Breeding in Aviculture: seldom achieved as not often kept; breeding does not seem to be difficult; clutch 3 to 4 eggs; brooded from laying of first egg; incubation 26 days; fledging period 60 days; young independent after 80 days; nest box 25 x 25 x 60 cm (10 x 10 x 24 ins); provide plenty of greenery for breeding.


White Cap Parrot / White Crowned (Pionus senilis)

Description: generally green; lores, forehead, fore crown and patch on chin white; remaining head feathers green edged with blue; ear-coverts dark blue; breast olive-brown, feathers edged with lilac-blue, becoming green on abdomen; under tail-coverts red with green edging; lesser and median wing-coverts gold-brown with green base; primary-coverts and primaries violet-blue; under wing-coverts greenish-blue; tail green with blue tips, outer feathers blue with red base; bill horn-colored: skin to periophthalmic ring whitish-pink; iris brown; feet grey flesh-colored.

Off Springs: with green head; forehead white; chin, breast and abdomen green; under tail-coverts lighter; iris dark.

Length: 24 cm (9.5 ins)

Distribution: from west Panama north to south-east Mexico in San Luis Potosi and southern Tamaulipas, mainly along Pacific slopes.

Habitat: forests and coastal areas with woodland in tropical and sub-tropical zone up to 2,500 m (7,500 ft); occurs occasionally in cultivated areas.

Status: fairly common; numerous in localities.

Habits: from small groups to flocks of several hundred birds outside breeding season; seasonal migrations to and from higher altitudes; quiet during feeding; then difficult to detect in foliage; cautious and shy; does not come down to ground; if alarmed flies away screeching loudly; flight swift and noisy; flock flies and also changes direction suddenly in unison; call often incessant shrill screeching.

Natural Diet: fruits, seeds, nuts, berries and flowers; maize and grain in cultivated areas.

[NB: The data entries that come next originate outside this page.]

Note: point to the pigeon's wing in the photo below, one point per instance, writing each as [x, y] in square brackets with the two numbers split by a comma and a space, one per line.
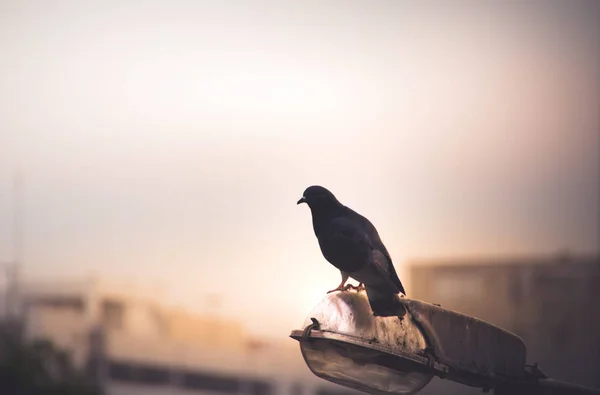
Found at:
[344, 244]
[371, 231]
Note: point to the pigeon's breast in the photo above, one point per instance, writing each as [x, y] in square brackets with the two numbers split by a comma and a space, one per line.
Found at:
[346, 253]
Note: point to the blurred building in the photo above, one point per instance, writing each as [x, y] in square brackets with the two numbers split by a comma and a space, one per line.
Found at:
[133, 344]
[553, 303]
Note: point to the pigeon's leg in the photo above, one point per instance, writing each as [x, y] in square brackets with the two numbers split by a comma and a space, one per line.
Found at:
[341, 287]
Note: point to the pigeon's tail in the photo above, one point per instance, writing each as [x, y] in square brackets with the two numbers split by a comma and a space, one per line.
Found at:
[385, 304]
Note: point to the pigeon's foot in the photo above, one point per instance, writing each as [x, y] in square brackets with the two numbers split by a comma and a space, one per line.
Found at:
[358, 288]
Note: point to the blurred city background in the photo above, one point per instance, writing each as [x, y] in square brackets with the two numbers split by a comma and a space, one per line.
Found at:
[151, 154]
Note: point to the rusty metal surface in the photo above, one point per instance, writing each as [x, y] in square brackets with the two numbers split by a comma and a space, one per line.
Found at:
[468, 344]
[449, 344]
[349, 313]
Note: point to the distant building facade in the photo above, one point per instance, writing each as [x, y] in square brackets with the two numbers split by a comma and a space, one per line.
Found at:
[133, 345]
[553, 303]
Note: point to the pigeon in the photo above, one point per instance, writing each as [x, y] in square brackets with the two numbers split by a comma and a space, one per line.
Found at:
[351, 243]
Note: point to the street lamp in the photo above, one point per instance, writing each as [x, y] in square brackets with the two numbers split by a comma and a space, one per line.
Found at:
[344, 343]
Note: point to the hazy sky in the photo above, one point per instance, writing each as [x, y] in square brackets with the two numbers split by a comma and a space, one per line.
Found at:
[167, 142]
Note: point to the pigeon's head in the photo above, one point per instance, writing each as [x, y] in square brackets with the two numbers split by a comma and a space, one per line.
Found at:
[318, 198]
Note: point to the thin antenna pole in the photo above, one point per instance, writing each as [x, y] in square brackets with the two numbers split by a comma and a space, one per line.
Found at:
[15, 267]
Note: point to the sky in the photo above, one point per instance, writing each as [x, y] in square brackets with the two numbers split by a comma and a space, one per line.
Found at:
[167, 143]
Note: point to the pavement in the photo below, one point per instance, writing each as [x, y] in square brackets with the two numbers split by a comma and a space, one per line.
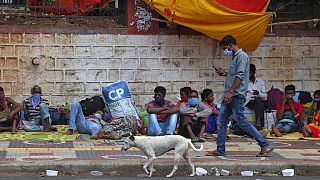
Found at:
[84, 154]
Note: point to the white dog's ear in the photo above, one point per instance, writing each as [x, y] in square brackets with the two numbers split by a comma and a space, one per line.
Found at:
[131, 137]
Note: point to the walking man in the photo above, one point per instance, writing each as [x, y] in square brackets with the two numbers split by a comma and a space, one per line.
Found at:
[234, 98]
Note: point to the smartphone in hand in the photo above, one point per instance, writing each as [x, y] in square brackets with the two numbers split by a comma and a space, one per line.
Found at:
[218, 70]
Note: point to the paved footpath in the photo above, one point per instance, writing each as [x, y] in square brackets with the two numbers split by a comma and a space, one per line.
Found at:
[88, 154]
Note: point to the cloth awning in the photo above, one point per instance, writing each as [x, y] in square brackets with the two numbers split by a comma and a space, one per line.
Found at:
[216, 20]
[246, 5]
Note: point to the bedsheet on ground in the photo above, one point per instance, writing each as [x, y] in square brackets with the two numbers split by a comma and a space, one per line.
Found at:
[44, 136]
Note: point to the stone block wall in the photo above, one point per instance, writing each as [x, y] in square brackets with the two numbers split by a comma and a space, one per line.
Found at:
[76, 66]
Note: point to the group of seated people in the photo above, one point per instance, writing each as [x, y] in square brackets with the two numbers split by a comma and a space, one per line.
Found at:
[192, 113]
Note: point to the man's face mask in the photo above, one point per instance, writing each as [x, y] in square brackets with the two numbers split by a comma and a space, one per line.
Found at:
[193, 101]
[159, 99]
[228, 52]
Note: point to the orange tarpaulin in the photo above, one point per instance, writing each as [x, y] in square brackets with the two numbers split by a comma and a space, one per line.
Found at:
[245, 5]
[215, 20]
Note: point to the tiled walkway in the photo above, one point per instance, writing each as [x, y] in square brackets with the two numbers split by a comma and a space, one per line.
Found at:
[239, 149]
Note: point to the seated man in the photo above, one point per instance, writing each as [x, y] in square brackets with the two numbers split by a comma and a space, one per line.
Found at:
[313, 128]
[255, 95]
[207, 98]
[288, 114]
[194, 118]
[9, 110]
[36, 112]
[162, 114]
[85, 116]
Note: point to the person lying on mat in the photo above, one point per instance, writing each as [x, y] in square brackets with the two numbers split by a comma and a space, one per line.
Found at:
[36, 112]
[9, 110]
[85, 116]
[288, 113]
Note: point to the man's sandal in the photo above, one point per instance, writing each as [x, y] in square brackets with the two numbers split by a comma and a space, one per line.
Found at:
[265, 153]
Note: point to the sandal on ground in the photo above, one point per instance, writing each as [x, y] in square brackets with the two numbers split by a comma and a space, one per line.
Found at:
[209, 136]
[276, 131]
[196, 139]
[201, 139]
[215, 153]
[265, 153]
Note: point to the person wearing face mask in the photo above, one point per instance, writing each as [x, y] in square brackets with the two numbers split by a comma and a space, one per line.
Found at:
[85, 116]
[313, 129]
[9, 110]
[194, 118]
[288, 113]
[36, 112]
[162, 118]
[184, 94]
[236, 85]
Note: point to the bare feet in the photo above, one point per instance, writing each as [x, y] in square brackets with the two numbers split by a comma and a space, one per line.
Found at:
[265, 152]
[99, 135]
[276, 131]
[69, 132]
[14, 131]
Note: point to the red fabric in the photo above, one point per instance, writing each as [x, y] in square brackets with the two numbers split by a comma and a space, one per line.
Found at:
[245, 5]
[297, 106]
[66, 6]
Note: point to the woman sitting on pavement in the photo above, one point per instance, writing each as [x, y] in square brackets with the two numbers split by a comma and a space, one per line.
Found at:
[194, 118]
[207, 98]
[313, 129]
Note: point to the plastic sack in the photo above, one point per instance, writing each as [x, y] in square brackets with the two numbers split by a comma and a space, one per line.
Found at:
[118, 100]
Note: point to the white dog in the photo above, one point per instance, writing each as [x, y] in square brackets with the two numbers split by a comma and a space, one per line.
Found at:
[154, 146]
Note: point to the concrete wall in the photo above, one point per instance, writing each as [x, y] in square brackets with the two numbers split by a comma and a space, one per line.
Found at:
[74, 66]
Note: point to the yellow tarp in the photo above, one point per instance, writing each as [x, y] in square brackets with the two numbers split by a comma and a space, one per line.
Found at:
[215, 20]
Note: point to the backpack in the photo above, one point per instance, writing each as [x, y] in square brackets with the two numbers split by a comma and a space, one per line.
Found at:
[273, 98]
[92, 105]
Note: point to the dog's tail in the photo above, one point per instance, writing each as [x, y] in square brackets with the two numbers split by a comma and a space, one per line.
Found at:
[192, 146]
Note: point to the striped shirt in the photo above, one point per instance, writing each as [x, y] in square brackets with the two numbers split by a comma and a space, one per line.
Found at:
[33, 113]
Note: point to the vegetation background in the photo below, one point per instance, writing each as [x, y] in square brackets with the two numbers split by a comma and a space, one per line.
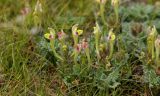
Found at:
[28, 66]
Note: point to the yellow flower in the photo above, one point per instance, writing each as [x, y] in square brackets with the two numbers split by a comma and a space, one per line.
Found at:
[50, 35]
[79, 32]
[111, 35]
[115, 2]
[101, 1]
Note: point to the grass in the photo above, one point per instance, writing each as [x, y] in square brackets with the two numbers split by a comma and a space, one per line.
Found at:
[28, 66]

Breeding Behavior: breeding season February to May; nests in holes in trees at 5 m (15 ft) to 8 m (24 ft); after breeding adults and off springs form larger flocks; egg measures 34,9 x 25,4 mm (1.37 x 1.0 ins).

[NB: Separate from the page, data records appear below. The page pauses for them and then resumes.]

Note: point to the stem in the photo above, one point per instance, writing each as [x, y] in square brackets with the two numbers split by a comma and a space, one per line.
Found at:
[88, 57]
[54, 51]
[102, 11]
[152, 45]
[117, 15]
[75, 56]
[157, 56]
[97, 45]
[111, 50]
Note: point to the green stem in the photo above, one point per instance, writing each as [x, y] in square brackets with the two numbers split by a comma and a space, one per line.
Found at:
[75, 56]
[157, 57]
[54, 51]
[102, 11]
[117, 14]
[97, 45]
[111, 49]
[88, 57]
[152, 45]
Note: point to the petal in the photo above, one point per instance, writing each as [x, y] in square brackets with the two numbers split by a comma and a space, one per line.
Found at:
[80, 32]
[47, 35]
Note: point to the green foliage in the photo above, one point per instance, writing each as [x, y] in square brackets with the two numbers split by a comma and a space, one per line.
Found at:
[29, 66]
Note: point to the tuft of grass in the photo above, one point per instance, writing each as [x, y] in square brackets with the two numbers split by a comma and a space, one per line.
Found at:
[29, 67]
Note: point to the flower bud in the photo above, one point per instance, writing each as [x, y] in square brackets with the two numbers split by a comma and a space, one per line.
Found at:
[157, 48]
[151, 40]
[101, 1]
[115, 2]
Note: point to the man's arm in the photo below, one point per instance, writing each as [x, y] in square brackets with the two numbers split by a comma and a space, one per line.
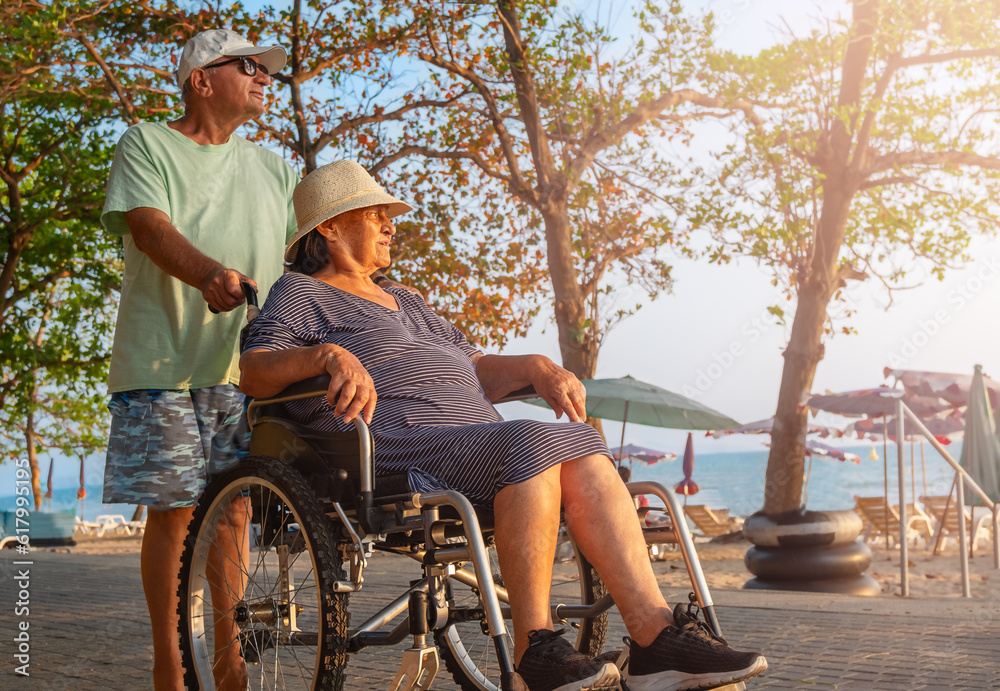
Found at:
[501, 374]
[266, 373]
[156, 237]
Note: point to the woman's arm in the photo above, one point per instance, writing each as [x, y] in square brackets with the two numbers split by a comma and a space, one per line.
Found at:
[501, 374]
[266, 373]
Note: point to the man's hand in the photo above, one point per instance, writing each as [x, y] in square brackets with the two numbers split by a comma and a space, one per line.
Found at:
[352, 390]
[560, 389]
[222, 290]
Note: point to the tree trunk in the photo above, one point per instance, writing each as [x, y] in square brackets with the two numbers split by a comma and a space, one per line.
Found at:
[29, 442]
[569, 307]
[819, 280]
[786, 461]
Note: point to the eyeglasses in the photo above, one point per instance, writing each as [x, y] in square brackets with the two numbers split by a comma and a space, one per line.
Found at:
[376, 215]
[250, 67]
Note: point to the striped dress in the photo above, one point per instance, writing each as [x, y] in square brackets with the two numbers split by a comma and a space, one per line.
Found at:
[432, 420]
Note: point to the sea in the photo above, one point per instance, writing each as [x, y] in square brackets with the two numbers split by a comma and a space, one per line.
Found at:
[733, 480]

Aviculture: medium-noisy, lively parrot; initially shy, later more confiding; often incompatible with other birds; only minor chewing requirement.

Accommodation: aviary of 3 x 1 x 2 m (9 x 3 x 6 ft); during acclimatization minimum temperature 20°C 68°F); in winter not less than 10°C (50°F); double wiring, as species can be aggressive towards neighboring birds.

Diet: various fruit and vegetables; good, varying seed mix; sprouted seed in spring and early summer; fresh branches with buds; regular mineral supplements; rearing food or dog chow, quark (cottage or soft cheese) before and during breeding.

Breeding in Aviculture: seldom achieved; breeding begins in April; 4 to 5 eggs; incubation 26 days; fledging 60 days; adults occasionally sensitive to nest inspection; nest box 24 x 24 x 50 cm (9.5 x 9.5 x 20 ins).